After the baby came I stayed out of that area, this time out of respect for that area.  I had stitches, afterall. So I soaked and I soaked but I let the tarantula thrive.  Until, that is, my six week follow up appointment.  Now, I don't know if breastfeeding had anything to do with it, but that shit grew and spread like a sod farm since I'd last paid any attention to it.  It was obvious to me that I would be needing Edward Scissorshands.  Not a problem.  I'll just grab my trusty (somewhat rusty) little scissors for the occasion, and invite a brand new shaver blade to the party as well!  And we're off. 


Something I otta mention is that the hot water in our upstairs shower runs out quickly, especially in times of shaving ones legs, pits and muffy so I went directly to my Kramer and started to clip clip clip away at the thicket below.  I went in like a dozer clearing the brush for a manicured landscape.  It was going rather well, but I was starting to get a little worried about losing my heat so I sped things up and got a little sloppy.  A lot sloppy.  And then this.  As I pulled the hair out and away from my hood, I took one quick snip at the gathered tuft and then did this.


AAAUUGH! 


Actually I don't remember hearing sound come from my mouth, just a really loud silent scream.  And then this. 


Blood everywhere.


You know when you cut yourself shaving, how the blood in water, for some reason, looks like three times more than it actually is?  Well, this was that times ten.  I imagine even Janet Leigh would have been grossed out and only Carrie could remotely relate.  Red was running down my inside thigh and Pink was pooling in the tub and spinning down the drain like a Paint'N'Swirl art machine.  I immediately expelled the scissors from my possession and transfered my injured privates to the toilet.  It was here, out of the water, that the pain set in. It felt like a burn or paper cut, only with a tad more intesity and throbbing.  I didn't really know what to do with the vascular area, so I took some toilet paper and held pressure.  I was not expecting what I saw next.  I gently took off the soiled tissue and inspected the delicate inner lip.  To my horror, I had lacerated it enough to expose the fat.  Not good.  Not right.  Not know what to do.  I decided my 6 week follow up could wait so I canceled that appointment.  I mean really. How would I explain this to the doc who did a much better job on my episiotomy.  I decided in the end to ride it out to see what would happen and then this.


It started to heal together UNEVENLY!


Moist areas tend to heal quickly, such as in the mouth.  Well this unplanned incision started to fuse back together GODSPEED, and I don't get God most of the time.  At this point I felt disfigured.  I was disfigured.  Pulverized by my decision to approach a tender task full throddle.  I botched my crotch.  Is this something I could live with?  Would I need cosmetic surgery?  Certainly I couldn't go under the knife for something so minor-a.  Or could I?

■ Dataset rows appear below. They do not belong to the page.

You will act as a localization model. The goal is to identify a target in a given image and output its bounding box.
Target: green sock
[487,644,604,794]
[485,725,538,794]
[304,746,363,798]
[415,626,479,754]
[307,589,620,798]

Well, fast forward a few very sore episodes of wiping and several days of cumbersome clothes rubbing and the funny little lip actually healed quite nicely and not all jagged like it initially appeared it would.  I went to my six week follow up a week late and I guarantee that even with the voluminous, luminous light shining down on the injured flap, my doc didn't notice a thing. 


Since that episode two years ago, I have been very shell shocked and slack on my upkeep.  I have been avoiding any extensive decor tactics down yonder.  I might run a quick shave along side each bikini junction, but those scissors have yet to show up at another shaving gala.  Apparently, fear is a factor, but now is the time to face it.  Clean up my act.  Give Lady Gaga a new do and hopefully avoid a don't.  Wish me luck.